For the desktop, I have a feeling you are going to be right about that.
IB was the first processor I have ever bought that failed to OC higher than my processor from the previous node.
And all the talk about Haswell has been directly focused where you'd expect it to be - the power-efficiency in the low power end of the spectrum.
So what are we going to see on the high end of the power spectrum? Probably more of what we've already seen - clocks that come shy of what we can already hit with 32nm SB but at slightly lower power at least.

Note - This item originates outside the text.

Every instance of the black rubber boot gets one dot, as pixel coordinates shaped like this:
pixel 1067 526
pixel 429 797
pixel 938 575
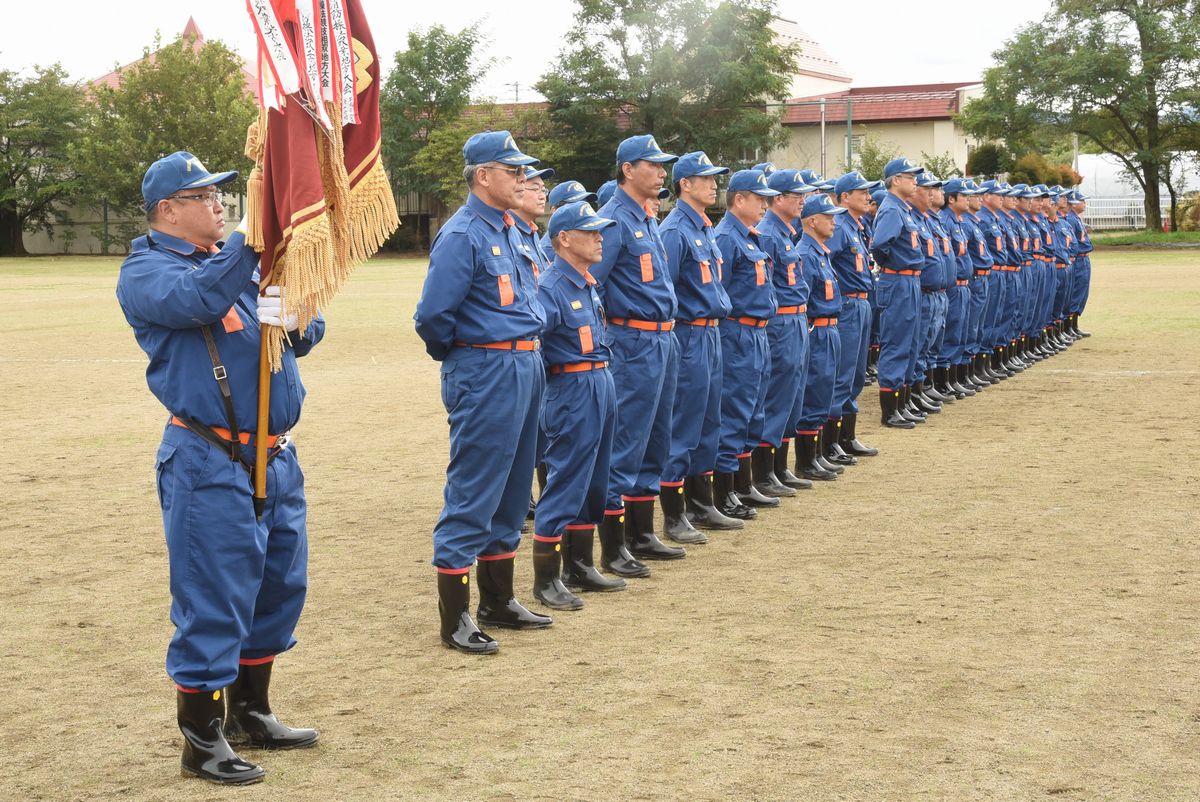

I have much a much more optimistic outlook on Haswell. Let's face it; it's no Sandy Bridge. But it's a tock, which essentially guarantees that it will be a bigger jump than Ivy Bridge was, and given that this is an Intel product, there's little chance for a Phenom or Bulldozeresque flop.
A substantial part of the blame of Ivy Bridge's clocking shortcomings rest on the shoulders of the FinFETs. It's no secret that the transistors it was built with had low power in mind. We only have to take that hit once. Supposedly the transistors that Haswell uses will be different than the ones in Ivy Bridge, and I'd imagine that they'd only be an improvement seeing how the initial 22nm process has seemed to disappoint.
There's a possibility that we'll see a return to BCLK overclocking again, with the move back to a third clock domain. Memory overclocking should be once again improved, seeing as Intel is pushing manufacturers to pump out DDR3 with higher clock speeds (or at least that's what Anand says). L1 and L2 caches will be stronger, and the fact that the L3 is decoupled once again may allow us to clock either the core or the L3 higher than if they were conjoined, negating the alleged latency hit that it will take.
We're also seeing TSX, which I think is a very important feature of Haswell, and AVX2, which should bring the same goodies we got with AVX in Sandy Bridge, plus a little extra.
It sounds like the on-package VR will be no slouch, so we should expect exceptionally clean power to aid in overclocking and stability.
To me, Haswell just seems to polish the great foundation that Intel has already laid out. Ivy Bridge and Westmere definitely didn't do that for us. What's coming with Haswell aren't radical changes, but they're sensible ones. To me the success of Haswell is a safe bet.